Wal-Mart Loses Bid To Sell Liquor In Texas
January 08, 2020
A federal court of appeals on Tuesday turned down Wal-Mart’s latest attempt to have a new hearing on a Texas law that bars publicly traded corporations from selling liquor. The 5th U.S. Circuit Court of Appeals in August ruled that the state law did not violate the dormant commerce clause. That decision was affirmed in December.
Wal-Mart wants to sell distilled spirits at its stores and Sam’s Club locations in Texas. Wal-Mart already does sell wine and beer in the state.
Tuesday’s decision is a win for Texas Package Stores Association Inc. which fought Wal-Mart’s challenge to the Texas liquor law in federal courts.
“We’re delighted,” G. Alan Waldrop of Terrill & Waldrop, an attorney for the Texas Package Stores Association Inc, said Tuesday.
Wal-Mart in December filed a motion for a re-hearing “En Banc” by all judges of the 5th U.S. Circuit Court of Appeals.
What happens next is unclear. Wal-Mart has not indicated what it will do next.
“We continue to believe that the decision hurts Texas consumers. We have not made any decisions on next steps, but will consider all of our options,” Anne Hatfield, director, Walmart Global Communications, said Tuesday.
Waldrop explained Wal-Mart could petition to have its case heard before the U.S. Supreme Court.
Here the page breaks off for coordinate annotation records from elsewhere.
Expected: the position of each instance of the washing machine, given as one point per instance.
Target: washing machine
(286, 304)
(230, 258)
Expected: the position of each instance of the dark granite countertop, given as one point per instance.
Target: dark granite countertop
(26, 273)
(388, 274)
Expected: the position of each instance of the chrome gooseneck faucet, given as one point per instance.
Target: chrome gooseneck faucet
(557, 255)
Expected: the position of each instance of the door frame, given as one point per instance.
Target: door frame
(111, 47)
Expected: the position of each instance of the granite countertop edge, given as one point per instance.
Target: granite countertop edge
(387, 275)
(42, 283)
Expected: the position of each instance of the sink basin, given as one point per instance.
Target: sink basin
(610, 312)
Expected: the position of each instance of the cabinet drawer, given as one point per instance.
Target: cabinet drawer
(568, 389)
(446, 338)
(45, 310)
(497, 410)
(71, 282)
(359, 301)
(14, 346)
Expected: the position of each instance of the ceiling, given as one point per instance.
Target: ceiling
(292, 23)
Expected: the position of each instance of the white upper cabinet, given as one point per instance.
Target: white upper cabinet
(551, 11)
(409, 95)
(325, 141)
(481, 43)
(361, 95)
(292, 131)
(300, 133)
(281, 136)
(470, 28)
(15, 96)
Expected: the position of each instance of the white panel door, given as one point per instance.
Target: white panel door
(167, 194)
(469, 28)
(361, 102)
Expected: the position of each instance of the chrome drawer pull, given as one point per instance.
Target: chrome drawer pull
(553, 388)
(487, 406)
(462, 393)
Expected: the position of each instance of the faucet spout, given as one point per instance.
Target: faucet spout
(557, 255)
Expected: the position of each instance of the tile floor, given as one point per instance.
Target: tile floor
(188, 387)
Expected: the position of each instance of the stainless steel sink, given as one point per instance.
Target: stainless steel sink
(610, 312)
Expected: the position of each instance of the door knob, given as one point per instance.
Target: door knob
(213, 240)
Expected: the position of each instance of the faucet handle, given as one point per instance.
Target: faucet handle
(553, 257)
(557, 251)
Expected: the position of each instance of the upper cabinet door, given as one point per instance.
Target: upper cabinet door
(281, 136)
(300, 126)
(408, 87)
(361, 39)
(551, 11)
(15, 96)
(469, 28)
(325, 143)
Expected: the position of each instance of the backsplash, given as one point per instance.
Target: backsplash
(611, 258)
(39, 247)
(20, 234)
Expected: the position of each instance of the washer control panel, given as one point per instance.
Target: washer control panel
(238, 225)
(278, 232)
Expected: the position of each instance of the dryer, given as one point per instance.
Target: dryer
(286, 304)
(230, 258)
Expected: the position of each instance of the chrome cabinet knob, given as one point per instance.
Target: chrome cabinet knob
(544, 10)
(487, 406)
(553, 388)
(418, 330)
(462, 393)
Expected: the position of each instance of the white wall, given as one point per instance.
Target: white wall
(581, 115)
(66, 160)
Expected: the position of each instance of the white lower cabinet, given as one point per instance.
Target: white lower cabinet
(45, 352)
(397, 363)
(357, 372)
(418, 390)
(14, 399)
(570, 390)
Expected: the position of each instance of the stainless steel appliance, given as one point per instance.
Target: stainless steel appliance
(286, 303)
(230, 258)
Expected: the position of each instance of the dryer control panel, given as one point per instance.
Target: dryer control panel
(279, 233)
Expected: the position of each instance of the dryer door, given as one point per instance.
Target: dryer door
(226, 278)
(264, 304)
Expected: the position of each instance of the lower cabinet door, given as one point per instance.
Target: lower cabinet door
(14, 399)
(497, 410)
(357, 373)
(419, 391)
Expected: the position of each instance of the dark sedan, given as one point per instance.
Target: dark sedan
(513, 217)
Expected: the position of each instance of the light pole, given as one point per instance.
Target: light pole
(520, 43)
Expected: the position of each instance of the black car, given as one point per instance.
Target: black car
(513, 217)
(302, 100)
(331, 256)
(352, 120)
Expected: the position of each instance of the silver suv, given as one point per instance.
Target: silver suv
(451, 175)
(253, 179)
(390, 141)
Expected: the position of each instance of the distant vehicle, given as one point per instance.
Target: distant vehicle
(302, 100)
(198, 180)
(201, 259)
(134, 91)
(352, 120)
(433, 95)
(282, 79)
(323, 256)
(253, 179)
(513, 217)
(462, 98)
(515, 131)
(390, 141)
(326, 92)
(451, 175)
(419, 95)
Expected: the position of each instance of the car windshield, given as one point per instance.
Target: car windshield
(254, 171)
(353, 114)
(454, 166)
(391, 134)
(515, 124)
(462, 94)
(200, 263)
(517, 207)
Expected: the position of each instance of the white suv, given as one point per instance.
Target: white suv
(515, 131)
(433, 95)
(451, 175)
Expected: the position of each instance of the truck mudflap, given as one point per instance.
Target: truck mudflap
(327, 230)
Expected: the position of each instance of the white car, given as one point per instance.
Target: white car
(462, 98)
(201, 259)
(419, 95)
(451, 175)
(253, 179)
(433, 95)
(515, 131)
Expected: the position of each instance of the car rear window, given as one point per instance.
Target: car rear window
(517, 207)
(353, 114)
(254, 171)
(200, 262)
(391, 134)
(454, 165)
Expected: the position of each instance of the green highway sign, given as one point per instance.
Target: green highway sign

The case could also be heard again in a lower court to settle one outstanding issue. The 5th U.S. Circuit Court of Appeals has remanded to the district court the question whether or not there was a “discriminatory purpose” in the Texas law – whether or not it was put in place with the intent to discriminate.
Liquor retailers in Texas have to obtain a permit for each location. There are about 2,580 active permits in Texas, including more than 570 issued to chains of six or more permits. However, publicly-traded corporations or corporations with 35 or more shareholders are prohibited from owning such permits.
Wal-Mart had plans to open liquor stores next to its existing retail locations, according to court records. Wal-Mart sells wine in 47 states, including at 668 stores in Texas, according to a court brief filed in December.
The U.S. Supreme Court in June ruled a state of Tennessee law that required liquor store owners to be in-state residents for two years before they can apply for a retail liquor license was unconstitutional
Attorney John Hinman, founder and partner at Hinman and Carmichael LLP in San Francisco, said that “While the Texas package store case (which is a discrimination case – discrimination based on public corporation status) is important, direct shipping is not squarely implicated.
“Texas has banned the sale of spirits by public corporations – whether in state or out of state. So the restriction is facially neutral,” Hinman said.
“However it does undercut the rationale of the Tennessee wine case because there is no public health, welfare or temperance reason articulated by Texas in enacting the ban on public companies,” he added.
“Will the Supreme Court take the case? It might because it would be an opportunity to expand upon the concept of discrimination having to be justified by legitimate state interests. Here there are none,” Hinman said. “As for (Direct-To-Consumer sales) a decision in favor of Wal-Mart would advance the cause of DTC by requiring a legitimate justification for a discriminatory state restriction on issuing permits to out of state merchants.”
The case began in 2015 when Wal-Mart successfully sued the Texas Alcoholic Beverage Commission over the prohibition against publicly-traded companies. The Texas Package Stores Association was an intervening party in the proceedings.
The Texas Legislature put in place the prohibition in 1995 after a court decision that a state requirement that an applicant had to be a Texas resident for at least one year in order to sell alcohol was unconstitutional. Wal-Mart argued that the intent of the legislators was to continue to favor Texas ownership of package store permits even after the court ruling, according to court records.